The Park Board suggested putting the memorial at Parkland Hospital. But Ross knew that was a horrible idea. He wouldn’t put his AIDS memorial at Parkland for the same reason the Kennedy memorial wasn’t placed at Parkland.

So he persisted and raised more than $20,000 for the park department to use for upkeep. Still, they resisted.

Meanwhile, the Park Board relented slightly. They’d allow a memorial that didn’t use the words “AIDS,” “gay” or “lesbian.” Ross was adamant the permanent memorial must include those words. Still, he planted 1,000 daffodils in a garden in Lee Park as the first AIDS memorial.

During that period, Dallas was required to change the way it voted for city council members. Instead of city-wide seats and large regional districts that were designed to prevent minorities from getting elected, the courts ordered single-member districts.

Although majority Hispanic and majority black districts were drawn, the city was determined to make sure the LGBT community would never be represented. The line between District 2 and District 14 was drawn down the middle of Cedar Springs Road, with the intention of diluting LGBT voting power.
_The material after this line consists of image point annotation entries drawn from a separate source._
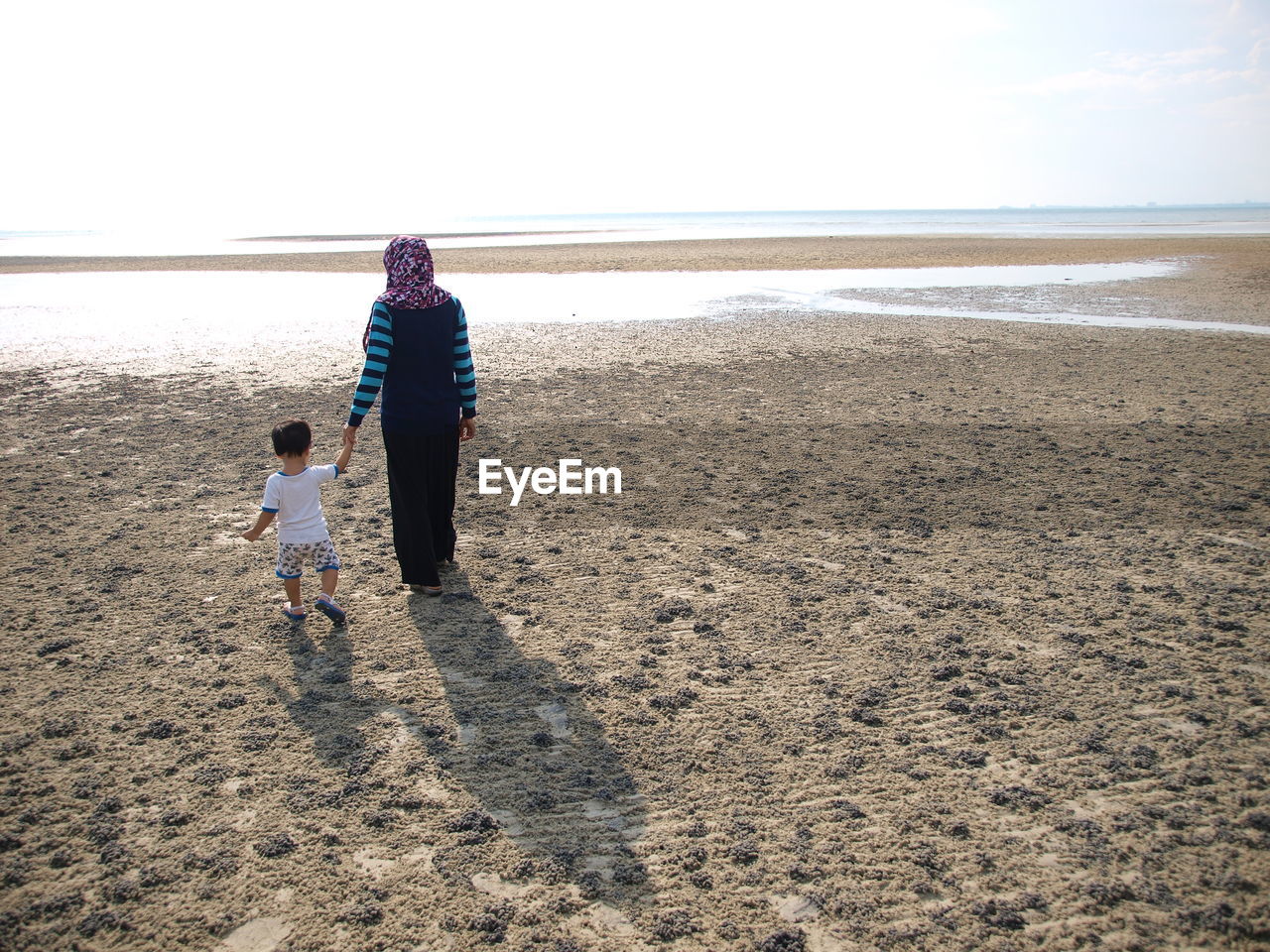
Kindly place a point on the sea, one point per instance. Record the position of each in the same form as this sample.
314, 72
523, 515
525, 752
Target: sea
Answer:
158, 322
1246, 218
That’s when the city got its first lesson in “don’t fuck with the LGBT community.” Two gay men, Chris Luna and Craig McDaniel, were elected to represent those districts, and Ross was ready to take his fight for an AIDS memorial to the new council.
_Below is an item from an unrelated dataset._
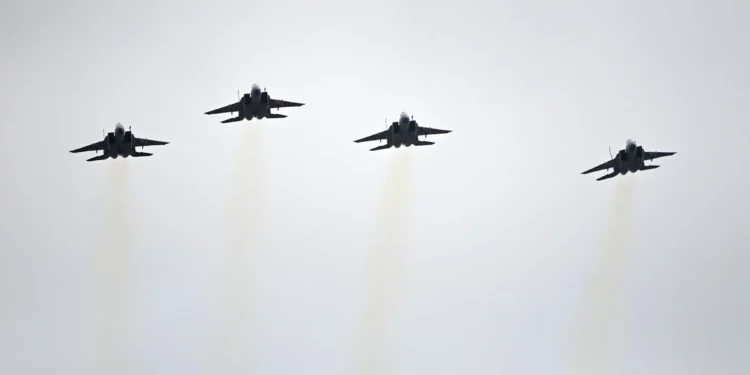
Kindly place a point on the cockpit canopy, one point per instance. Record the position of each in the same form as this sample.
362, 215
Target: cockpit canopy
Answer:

Lee Park was in McDaniel’s district and he appointed a more neighborhood-friendly park board representative.

Ross planted his tree in March 1992 surrounded by other landscaping. A plaque with that date was placed in front of the tree in 1995, because of a continued battle with the city over wording.

The plaque reads: “This living tribute and surrounding beautification project is a gift to Lee Park and the City of Dallas in recognition of the AIDS community of Dallas County — Dallas Tavern Guild, sponsors.”

The current memorial is along a walk that begins at the new, formal entrance to Lee Park, at Lemmon Avenue and Turtle Creek Boulevard, then extends up to Arlington Hall.

And Lee Park is now operated by the Lee Park Conservancy, created in 1995 by five constituent groups. Among them is Dallas Tavern Guild. The others are Oak Lawn Forum, The Oak Lawn Committee as well as The Turtle Creek Association and Dallas Southern Memorial Association, which dropped their objections to the tribute to people who had died of the disease.

Alan Ross died of complications from AIDS on March 16, 1995, three years to the day after he planted the original tree as an AIDS memorial.            

This article appeared in the Dallas Voice print edition March 17, 2017.